October delivers stunning $4.7 billion loan jump
According to data released by the Bank of Canada, commercial and corporate lending by Canadian Chartered banks skyrocketed by more than $4.7 billion in October. That’s the largest one month jump since we began tracking the data almost two years ago. The category is “Business loans to Canadian residents for business purposes”:
December 2008: $191.563 billion
January 2009: $185.679 billion
February: $183.759 billion
March: $184.089 billion
April: $181.811 billion
May: $180.191 billion
June: $177.865 billion
July: $176.164 billion
August: $175.318 billion
September: $172.652 billion
October: $172.592 billion
November: $169.928 billion
December: $170.930 billion
January 2010: $169.423 billion
February: $169.604 billion
March: $170.959 billion
April: $170.663 billion
May: $167.878 billion
June: $166.869 billion
July: $168.488 billion
August: $166.274 billion
September: $165.062 billion
October: $169.796 billion
Commercial and corporate lending by chartered banks to Canadian-based businesses is still down by about $22 billion since December 2008. But the news is the massive increase in October.
I’m trying to think about which M&A deals closed that month that could have accounted for the huge swing, but nothing sticks out.

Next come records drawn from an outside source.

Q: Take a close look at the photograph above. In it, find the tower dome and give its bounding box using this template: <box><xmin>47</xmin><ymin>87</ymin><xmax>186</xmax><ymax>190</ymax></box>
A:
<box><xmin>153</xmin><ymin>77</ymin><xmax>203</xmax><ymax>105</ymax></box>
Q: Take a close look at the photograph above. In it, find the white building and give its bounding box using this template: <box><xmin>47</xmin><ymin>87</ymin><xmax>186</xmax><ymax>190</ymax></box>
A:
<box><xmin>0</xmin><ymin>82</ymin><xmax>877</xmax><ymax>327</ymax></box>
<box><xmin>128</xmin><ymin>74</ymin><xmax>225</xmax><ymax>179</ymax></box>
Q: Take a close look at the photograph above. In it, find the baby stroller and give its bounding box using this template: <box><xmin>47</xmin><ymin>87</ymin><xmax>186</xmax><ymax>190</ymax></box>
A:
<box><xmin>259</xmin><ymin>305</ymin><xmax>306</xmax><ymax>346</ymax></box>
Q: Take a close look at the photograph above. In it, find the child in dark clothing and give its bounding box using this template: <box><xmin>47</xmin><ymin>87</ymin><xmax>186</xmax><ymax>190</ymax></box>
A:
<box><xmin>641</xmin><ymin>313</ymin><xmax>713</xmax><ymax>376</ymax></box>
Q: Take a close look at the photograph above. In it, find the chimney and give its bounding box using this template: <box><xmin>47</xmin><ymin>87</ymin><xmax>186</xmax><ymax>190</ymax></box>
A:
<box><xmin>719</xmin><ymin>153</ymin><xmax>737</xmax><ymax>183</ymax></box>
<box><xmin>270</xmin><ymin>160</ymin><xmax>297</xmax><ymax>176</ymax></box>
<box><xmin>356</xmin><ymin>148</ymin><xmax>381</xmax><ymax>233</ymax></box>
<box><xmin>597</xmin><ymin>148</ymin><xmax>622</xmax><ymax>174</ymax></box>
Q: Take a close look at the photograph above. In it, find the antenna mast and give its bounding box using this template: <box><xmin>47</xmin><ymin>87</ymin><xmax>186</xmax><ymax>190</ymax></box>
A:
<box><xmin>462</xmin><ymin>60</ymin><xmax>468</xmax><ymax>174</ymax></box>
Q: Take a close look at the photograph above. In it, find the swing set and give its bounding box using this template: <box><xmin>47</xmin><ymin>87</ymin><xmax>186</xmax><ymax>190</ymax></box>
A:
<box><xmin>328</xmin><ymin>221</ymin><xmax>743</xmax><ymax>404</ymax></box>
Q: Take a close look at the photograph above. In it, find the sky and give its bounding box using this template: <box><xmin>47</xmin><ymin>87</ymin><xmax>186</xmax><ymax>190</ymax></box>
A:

The BHP/Potash deal involved a few billion of new loans, but that didn’t close. According to PWC, 13 deals were announced in Canada during Q3 worth more than $1 billion each; perhaps the answer’s there.
It seems unlikely that 940 net new $5 million commercial loans were advanced that month. Someone out there must know what drove the loan dollar volume. As exciting a move that it is, we’re still not back to where outstanding credit balances were in April 2010.
But still. $4.7 billion in a month. Yowza!